El papa, en su discurso en la ONU, ha cargado con dureza contra las instituciones financieras que, a su juicio, producen una «sumisión asfixiante» a la población y abocan a los pueblos a la «pobreza, exclusión social y dependencia». Tacha de «irresponsable desgobierno» la gestión de la economía a nivel mundial y ha invitado a una «severa reflexión» sobre esta situación. Nueva York, la sede del capitalismo, ha presenciado ese alegato papal. Es una llamada de atención de la Iglesia, no ha sido la primera ni será la última, sobre la hipoteca que padecemos, una losa que nos impide desarrollarnos con justicia. Con este motivo, analistas progresistas han vuelto a poner sobre la mesa la necesidad de crear instituciones crediticias que no adopten la forma bancaria. Cooperativas de crédito y otras fórmulas de que nos adelanten dinero para devolverlo sin intereses exorbitantes.
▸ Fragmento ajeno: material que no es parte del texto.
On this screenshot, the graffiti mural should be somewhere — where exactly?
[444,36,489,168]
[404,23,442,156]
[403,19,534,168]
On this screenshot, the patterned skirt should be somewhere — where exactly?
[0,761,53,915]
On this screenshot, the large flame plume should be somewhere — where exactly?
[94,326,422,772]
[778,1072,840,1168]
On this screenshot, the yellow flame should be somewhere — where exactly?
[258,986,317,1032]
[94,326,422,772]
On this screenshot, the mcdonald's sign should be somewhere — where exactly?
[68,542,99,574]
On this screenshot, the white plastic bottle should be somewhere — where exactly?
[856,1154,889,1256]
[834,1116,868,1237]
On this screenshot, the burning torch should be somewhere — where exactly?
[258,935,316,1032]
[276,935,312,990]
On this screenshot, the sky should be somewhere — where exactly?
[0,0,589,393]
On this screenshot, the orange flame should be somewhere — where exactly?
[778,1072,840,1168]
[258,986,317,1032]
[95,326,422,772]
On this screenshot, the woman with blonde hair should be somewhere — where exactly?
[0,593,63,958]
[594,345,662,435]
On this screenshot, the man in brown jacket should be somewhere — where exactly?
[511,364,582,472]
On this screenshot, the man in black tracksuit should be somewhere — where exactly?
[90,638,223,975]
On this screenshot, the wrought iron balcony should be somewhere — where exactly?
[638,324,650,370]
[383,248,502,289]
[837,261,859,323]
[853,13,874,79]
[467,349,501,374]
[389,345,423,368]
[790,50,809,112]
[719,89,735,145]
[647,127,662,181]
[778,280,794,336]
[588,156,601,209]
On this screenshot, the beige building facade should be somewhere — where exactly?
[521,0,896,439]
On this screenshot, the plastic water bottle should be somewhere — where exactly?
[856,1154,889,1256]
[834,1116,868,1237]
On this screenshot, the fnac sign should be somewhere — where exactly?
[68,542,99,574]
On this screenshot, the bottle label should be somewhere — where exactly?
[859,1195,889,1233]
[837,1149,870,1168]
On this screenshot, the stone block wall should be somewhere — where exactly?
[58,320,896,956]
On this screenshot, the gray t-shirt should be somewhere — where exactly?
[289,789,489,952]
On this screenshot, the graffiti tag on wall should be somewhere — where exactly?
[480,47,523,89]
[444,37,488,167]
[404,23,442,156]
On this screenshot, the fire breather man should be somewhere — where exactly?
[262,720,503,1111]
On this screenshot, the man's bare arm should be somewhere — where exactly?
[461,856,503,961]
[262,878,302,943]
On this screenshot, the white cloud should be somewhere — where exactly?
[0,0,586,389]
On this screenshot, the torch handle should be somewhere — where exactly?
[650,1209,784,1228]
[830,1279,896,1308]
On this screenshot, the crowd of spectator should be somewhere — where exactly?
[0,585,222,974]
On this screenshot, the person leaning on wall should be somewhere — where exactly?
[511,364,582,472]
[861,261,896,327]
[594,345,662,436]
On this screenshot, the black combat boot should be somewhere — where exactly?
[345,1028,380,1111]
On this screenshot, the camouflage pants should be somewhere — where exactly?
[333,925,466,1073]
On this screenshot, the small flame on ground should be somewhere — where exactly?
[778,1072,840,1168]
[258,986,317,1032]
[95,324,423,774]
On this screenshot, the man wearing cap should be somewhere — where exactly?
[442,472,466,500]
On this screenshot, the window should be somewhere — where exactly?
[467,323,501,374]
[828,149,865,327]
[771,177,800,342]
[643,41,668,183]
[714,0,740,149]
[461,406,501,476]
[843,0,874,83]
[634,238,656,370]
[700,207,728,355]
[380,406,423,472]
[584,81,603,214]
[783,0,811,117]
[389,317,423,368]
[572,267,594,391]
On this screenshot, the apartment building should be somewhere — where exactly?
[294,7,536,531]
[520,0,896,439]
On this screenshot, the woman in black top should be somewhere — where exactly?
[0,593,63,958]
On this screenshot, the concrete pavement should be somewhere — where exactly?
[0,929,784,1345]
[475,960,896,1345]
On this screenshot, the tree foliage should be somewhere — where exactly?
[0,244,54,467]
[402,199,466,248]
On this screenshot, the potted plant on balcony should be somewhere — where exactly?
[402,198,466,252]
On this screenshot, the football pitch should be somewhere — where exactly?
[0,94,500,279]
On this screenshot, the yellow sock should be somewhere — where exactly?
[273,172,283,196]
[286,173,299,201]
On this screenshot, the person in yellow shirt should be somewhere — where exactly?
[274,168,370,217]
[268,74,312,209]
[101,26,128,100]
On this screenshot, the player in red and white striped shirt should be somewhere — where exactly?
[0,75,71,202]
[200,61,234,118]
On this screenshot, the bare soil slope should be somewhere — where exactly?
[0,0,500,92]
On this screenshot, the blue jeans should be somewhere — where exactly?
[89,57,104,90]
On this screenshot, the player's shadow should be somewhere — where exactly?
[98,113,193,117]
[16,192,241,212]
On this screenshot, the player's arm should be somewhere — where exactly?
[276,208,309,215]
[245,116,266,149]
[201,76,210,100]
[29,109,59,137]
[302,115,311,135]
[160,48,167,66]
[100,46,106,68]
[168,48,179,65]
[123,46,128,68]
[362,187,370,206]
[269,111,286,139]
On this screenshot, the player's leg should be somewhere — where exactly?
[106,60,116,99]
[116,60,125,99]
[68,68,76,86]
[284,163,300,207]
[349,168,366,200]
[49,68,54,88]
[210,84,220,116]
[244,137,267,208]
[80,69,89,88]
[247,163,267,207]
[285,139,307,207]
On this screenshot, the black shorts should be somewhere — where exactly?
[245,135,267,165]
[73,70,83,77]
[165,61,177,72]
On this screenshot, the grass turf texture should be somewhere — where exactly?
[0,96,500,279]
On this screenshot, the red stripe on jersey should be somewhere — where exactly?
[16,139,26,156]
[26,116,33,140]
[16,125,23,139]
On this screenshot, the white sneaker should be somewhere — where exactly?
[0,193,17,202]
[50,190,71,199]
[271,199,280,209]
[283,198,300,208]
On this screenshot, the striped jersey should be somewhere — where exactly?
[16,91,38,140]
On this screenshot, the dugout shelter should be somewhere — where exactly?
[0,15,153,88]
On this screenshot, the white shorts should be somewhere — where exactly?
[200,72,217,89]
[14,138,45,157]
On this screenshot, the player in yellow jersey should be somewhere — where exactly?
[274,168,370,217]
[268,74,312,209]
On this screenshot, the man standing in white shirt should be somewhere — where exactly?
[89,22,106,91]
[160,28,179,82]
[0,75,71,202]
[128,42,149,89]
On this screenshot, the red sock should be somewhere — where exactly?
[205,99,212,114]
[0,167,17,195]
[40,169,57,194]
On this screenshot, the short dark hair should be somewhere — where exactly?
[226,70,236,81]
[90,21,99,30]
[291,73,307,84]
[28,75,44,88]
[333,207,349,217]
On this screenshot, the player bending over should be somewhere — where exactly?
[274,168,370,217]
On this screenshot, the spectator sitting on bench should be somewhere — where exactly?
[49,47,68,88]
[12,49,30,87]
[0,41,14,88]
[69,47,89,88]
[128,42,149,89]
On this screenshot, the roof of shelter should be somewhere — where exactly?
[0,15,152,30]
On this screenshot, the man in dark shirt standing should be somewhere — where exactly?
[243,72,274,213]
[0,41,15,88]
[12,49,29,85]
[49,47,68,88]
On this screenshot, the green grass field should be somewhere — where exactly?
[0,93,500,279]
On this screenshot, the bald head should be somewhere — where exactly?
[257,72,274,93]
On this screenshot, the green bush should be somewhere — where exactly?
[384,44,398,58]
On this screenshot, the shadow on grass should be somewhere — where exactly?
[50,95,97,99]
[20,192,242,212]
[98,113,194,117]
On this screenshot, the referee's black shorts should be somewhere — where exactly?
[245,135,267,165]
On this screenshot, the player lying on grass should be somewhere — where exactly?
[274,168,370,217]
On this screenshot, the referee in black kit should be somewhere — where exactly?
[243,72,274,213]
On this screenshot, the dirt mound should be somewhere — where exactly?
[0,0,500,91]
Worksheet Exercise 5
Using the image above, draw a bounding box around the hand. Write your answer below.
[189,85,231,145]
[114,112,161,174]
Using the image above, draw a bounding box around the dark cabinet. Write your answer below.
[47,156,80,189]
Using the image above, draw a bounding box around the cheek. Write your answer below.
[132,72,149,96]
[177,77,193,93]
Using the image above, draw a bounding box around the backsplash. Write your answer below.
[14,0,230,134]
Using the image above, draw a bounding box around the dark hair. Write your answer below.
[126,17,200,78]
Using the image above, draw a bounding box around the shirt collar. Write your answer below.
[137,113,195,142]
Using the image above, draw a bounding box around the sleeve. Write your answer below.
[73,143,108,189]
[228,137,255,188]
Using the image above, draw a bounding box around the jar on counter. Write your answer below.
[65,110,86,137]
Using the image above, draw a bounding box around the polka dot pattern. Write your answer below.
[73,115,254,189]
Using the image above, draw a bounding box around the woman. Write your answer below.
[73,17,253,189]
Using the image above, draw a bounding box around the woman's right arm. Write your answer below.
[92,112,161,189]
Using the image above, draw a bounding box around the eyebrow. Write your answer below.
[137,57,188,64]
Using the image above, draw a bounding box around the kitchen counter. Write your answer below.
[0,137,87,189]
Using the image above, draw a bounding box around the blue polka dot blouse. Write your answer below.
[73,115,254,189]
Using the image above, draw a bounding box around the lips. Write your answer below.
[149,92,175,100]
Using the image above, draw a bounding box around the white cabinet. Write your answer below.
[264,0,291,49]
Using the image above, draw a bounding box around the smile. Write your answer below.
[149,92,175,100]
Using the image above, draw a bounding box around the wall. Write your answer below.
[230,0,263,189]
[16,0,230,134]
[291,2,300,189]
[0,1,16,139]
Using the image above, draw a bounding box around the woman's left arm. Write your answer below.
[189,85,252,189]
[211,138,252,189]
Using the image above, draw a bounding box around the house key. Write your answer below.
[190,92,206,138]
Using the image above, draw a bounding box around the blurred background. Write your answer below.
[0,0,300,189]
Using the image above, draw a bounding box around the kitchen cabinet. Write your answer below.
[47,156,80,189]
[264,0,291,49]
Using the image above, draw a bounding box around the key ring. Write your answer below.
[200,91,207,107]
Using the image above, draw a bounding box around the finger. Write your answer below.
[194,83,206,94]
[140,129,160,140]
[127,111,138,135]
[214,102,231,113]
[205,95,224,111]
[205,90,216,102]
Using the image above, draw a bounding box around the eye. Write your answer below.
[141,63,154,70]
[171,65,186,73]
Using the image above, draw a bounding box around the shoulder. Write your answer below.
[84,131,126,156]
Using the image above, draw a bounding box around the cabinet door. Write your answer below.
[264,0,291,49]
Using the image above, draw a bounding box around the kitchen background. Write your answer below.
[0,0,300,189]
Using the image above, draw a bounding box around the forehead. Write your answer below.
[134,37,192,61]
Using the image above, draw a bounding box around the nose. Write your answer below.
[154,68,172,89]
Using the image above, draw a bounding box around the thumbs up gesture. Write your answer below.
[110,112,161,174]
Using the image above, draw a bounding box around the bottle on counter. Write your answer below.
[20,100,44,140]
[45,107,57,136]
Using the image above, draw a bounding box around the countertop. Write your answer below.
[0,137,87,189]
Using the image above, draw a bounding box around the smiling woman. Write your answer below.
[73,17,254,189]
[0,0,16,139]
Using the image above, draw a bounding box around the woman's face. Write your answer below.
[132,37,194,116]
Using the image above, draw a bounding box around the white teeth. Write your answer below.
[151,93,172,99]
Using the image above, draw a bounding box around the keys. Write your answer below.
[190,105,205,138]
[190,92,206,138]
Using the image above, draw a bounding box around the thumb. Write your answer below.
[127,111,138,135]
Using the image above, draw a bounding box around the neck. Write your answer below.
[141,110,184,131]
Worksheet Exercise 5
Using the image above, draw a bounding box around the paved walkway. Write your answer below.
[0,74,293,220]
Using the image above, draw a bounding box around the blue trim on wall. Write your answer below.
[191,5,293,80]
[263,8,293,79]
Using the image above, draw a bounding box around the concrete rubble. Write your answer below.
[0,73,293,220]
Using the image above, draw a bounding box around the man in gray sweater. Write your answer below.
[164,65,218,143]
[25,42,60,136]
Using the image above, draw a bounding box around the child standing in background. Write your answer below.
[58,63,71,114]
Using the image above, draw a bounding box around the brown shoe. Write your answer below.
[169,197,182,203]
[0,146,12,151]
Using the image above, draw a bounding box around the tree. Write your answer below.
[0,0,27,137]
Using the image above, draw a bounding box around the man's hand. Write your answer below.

En realidad la banca, en su versión actual, es relativamente moderna. Hasta el siglo XIX los prestamistas, o «usureros» en versión crítica, era gente con dinero que lo prestaba de una forma no institucional, y así se financiaban ciudades, guerras, familias. Cuando la gente no pagaba los ricos tenían sicarios crueles por lo que los deudores se apresuraban a pagar sus deudas sin necesidad de garantías ni hipotecas. La misma institución de la hipoteca es también moderna.

La banca necesita reinventarse para que siga siendo aceptada. La imagen de una banca desahuciando a una familia, echándola a la calle, las más de las veces por haber perdido el trabajo, por haber perdido el empleo no hace sino agudizar ese aspecto maléfico de la banca.